Quédate aquí, le pidió Serena, pero él soltó su mano para aventurarse por la Casa. Por los pasillos en guerra. Porque en todas las habitaciones se cometían destrozos, abusos y violaciones. Y el suelo estaba resbaladizo por la sangre, tanto de heridos como de los varios cadáveres que había ya diseminados. Era como vivir una pesadilla y en la propia casa de uno.
¡Soy el hermano de Liberato, gritaba, para librarse de cualquier agresión! Y es que no había mejor salvoconducto, en toda la Casa, que recurrir al nombre del jefe de esa banda. Y al subir las escaleras a la carrera no sabía si ir al rescate de Víctor o buscar a Ana, por las numerosas y oscuras habitaciones, pero si algo estaba claro la imposibilidad de detener todos y cada uno de esos abusos. Y los bagaudas no tardaron en explicárselo, por muy hermano de su caudillo que fuera, y le devolvieron al salón a puras patadas.
Te lo dije, hermanito: en la bagauda, no existe la propiedad privada, sino que todo lo compartimos. Todo.
Liberato, por favor: no hagas daño a mi hermano. Es lo único que te pido, rogó Serena, abrazada a un vapuleado Eugenio, pero sin apartar los ojos de un peor parado Víctor. ¿Cuánto le quedaría de vida?

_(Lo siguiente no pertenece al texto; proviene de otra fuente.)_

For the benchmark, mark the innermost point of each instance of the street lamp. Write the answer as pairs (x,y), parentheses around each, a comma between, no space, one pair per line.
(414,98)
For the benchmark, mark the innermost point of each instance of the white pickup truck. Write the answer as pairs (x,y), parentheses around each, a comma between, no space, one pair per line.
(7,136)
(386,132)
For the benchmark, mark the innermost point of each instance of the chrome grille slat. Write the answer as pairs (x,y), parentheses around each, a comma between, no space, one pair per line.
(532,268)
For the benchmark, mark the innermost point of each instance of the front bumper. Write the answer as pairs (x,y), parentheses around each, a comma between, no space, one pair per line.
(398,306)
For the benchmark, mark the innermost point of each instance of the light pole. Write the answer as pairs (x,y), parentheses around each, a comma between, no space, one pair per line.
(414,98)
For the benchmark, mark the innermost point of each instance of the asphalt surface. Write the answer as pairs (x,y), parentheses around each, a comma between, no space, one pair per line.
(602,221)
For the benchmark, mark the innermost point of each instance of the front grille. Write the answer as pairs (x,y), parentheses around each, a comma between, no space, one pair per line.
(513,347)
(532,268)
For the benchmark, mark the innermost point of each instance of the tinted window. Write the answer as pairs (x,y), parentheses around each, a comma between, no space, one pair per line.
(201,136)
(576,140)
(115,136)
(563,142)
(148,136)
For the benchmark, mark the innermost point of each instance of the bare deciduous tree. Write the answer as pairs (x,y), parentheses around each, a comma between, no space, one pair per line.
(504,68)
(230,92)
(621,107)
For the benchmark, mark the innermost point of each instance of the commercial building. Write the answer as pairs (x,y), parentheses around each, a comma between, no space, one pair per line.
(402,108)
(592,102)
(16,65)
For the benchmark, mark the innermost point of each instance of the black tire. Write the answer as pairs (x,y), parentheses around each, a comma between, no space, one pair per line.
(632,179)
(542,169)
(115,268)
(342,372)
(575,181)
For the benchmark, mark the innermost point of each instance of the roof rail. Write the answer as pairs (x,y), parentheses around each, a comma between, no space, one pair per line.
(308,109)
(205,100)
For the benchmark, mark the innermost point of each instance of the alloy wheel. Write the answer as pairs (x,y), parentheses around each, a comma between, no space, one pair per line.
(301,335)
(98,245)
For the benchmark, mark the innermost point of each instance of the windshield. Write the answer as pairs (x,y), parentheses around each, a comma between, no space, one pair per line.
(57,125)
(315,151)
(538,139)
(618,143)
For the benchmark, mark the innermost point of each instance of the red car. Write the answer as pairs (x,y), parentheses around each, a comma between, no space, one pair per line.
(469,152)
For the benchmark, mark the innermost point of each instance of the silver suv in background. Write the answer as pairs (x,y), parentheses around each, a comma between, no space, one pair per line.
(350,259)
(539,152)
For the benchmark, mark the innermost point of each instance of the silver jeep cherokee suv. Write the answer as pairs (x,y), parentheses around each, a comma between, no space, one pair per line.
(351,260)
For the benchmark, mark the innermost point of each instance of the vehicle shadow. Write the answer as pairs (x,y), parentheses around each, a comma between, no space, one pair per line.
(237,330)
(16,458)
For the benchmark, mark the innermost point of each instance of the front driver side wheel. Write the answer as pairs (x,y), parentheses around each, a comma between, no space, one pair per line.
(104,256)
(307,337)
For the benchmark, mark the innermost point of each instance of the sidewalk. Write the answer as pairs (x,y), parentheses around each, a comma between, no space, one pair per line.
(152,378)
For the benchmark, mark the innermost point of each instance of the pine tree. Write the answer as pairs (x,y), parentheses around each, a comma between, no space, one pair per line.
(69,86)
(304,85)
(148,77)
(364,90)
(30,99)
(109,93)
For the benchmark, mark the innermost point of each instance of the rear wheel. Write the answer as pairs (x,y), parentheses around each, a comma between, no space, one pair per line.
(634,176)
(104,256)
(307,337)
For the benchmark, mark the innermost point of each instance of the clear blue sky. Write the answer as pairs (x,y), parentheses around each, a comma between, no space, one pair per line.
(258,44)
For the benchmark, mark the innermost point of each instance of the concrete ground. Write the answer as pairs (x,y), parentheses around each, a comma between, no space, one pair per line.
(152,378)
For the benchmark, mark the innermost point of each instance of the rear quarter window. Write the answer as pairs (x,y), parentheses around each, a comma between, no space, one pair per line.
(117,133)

Si su estado ya era lamentable al volver de su campaña, con las horas muy contadas, no había mayor esperanza en las crueles manos de sus enemigos.

*Ulises. Héroe de la Odisea, pero ya antes sobresalió en la Guerra de Troya. Porque nunca se hubiera ganado sin su idea del caballo de madera, como tampoco se hubiera llegado a empezar siquiera esa guerra sin él: porque fue Ulises quien desenmascaró a Aquiles, escondido entre el harén del Rey de Esciros, arrojando al suelo un escudo para que él mismo diera un paso al frente y lo recogiera.*
[1] Aquí me refiero a Dios, por supuesto, ante quien todos habremos de rendir cuentas un día.
[2] Si os ha gustado esta obra de teatro, les dijo, ¿por qué no aplaudís?
[3] Este hermoso epitafio lo escribió Abderramán III, aunque él reinó en Córdoba y eso lo he cambiado.